Well, so a quick update here. Braden reached out to both of us today and apologized for "being mean and petty." He asked if he could come over and bring dinner as an apology. I told him he didn't need to apologize to me because we hadn't had any altercations, but that he and Adam should probably have a bit deeper conversation, as there are really some toxic signs there. I told him he would really need to bring up the dinner idea to Adam, but that I have no problem with it. Apparently, they agreed and he's coming over to give it another try. I'm a touch anxious, as he said he plans to head this way right now to avoid traffic (I work from home), which will put him here about 2 hours before Adam gets off work. While I really get along well with him, I hope it isn't awkward after everything that has gone down. I guess only time will tell.
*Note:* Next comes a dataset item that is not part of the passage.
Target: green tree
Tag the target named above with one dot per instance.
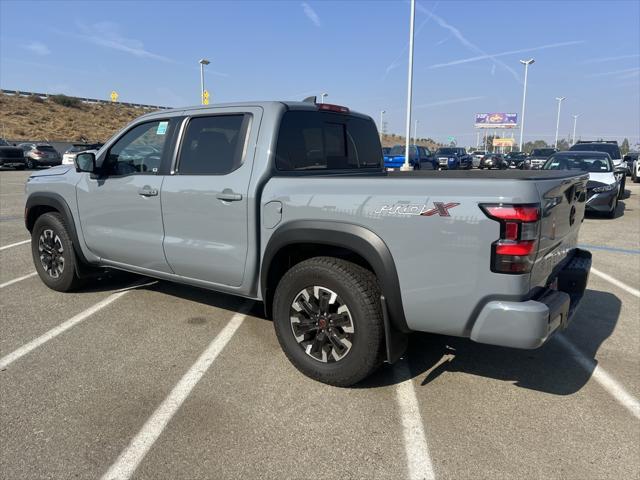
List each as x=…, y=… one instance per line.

Keeping an open mind and hoping things are less dramatic this go-around.
 
Hi Liam,

If I'm reading right, Adam's expectations are that Braden is a secondary partner, whereas Braden's expectations are that Braden is a primary partner. And these are the differences in expectations that lead to Adam and Braden having epic disagreements. You're trying to not get involved, but since you're much better than Adam at talking Braden down from Braden's meltdowns, you often find yourself shouldering that burden. Hopefully things will go well with Braden being there today -- two hours before Adam gets off work.

Sincerely,
Kevin T.
 
Hi Liam,

If I'm reading right, Adam's expectations are that Braden is a secondary partner, whereas Braden's expectations are that Braden is a primary partner. And these are the differences in expectations that lead to Adam and Braden having epic disagreements. You're trying to not get involved, but since you're much better than Adam at talking Braden down from Braden's meltdowns, you often find yourself shouldering that burden. Hopefully things will go well with Braden being there today -- two hours before Adam gets off work.

Sincerely,
Kevin T.
Yep, that pretty much sums it up. I'm very hopeful that they've communicated enough in the last few days that expectations are a bit closer. I guess we'll soon find out....
 
I have to admit, there's not a lot of middle ground between "primary" and "secondary." The only way I can see Adam and Braden working this out is by one/both of them changing the definitions of what they would consider "primary" and "secondary."